As squeamish as it may make you, the sex talk is a rite of passage all parents know they are going to face. It starts with a simple question: where do babies come from? And it continues on with queries about sex, body parts, and what really happens in the bedroom.
The topic begs a question that many of us moms find ourselves pondering sooner or later: (gulp,) how do I begin to tell this story? We all want to say and do the right thing when our kids start asking questions, but don't know exactly how to handle it. Many of us are concerned about what our kids will hear about sex on the school playground or from the casual conversations about sex that others have in front of them. We also wonder how to deal with adults we believe shouldn't be discussing sex so openly in front of our kids.
"So what's a mom to do?" asks Naudeen R., who is "getting uncomfortable" with her almost 9-year-old son's questions.

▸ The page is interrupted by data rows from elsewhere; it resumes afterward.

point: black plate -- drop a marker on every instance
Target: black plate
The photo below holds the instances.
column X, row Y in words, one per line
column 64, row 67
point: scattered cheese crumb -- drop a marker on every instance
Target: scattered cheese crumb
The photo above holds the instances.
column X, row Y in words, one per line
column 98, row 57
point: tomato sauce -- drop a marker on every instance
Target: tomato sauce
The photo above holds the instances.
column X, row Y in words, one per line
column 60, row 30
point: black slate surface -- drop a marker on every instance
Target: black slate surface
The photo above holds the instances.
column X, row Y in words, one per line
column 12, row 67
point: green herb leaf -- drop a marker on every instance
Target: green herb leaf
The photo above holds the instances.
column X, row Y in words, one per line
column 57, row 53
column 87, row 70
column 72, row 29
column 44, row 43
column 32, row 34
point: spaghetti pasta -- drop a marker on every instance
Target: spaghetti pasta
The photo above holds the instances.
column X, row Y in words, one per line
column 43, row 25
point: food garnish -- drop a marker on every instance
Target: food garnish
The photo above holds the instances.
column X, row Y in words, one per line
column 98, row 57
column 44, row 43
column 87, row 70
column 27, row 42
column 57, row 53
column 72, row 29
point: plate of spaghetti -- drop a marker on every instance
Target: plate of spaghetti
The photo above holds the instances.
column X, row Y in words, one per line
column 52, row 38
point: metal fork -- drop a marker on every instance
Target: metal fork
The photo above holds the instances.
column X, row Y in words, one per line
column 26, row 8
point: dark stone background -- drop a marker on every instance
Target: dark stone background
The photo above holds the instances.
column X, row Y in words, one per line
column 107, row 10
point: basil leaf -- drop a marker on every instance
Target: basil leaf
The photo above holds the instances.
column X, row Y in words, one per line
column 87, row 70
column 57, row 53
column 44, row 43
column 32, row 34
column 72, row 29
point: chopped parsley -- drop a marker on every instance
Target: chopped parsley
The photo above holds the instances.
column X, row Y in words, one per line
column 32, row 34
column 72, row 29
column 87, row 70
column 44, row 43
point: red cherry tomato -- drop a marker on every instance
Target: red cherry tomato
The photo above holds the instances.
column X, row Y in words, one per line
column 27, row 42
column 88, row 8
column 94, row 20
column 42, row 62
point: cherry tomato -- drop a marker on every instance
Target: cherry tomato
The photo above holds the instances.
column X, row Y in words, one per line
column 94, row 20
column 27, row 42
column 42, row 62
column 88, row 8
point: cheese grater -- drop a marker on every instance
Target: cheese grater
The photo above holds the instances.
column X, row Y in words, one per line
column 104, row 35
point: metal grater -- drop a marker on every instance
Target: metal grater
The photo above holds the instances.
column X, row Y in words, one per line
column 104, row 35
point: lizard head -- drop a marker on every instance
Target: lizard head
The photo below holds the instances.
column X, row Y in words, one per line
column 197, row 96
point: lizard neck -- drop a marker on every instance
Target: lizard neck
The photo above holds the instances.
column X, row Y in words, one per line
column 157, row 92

He wants to know what sex is, so she "told him briefly that it is when two people, like mom and dad, show one another how much they love each other." She adds that while this seemed to put a stop to his questions, "I personally think that maybe it is time to tell him about his own developing body, on his level of course."
Debbie L. recommends the direct approach and that moms tell their kids before they find out on the playground. "My daughter, who is now 11, was told by a classmate what sex was at nine," says Debbie L. "I was shocked. I'm very glad that she felt as though she could come to me. It was a very uncomfortable conversation but I think it is good to let your children know they can talk to you."
Encouraging open conversations and letting your child know that you will answer whatever questions he or she has is the first step toward opening the lines of communication for sex education, says Debbie L. But she cautions that parents should caution their children not to repeat the conversation with their peers. "I forgot to do this and my daughter went and told a friend. Thank goodness the mom and I are friends and she was understanding, but it could have been bad."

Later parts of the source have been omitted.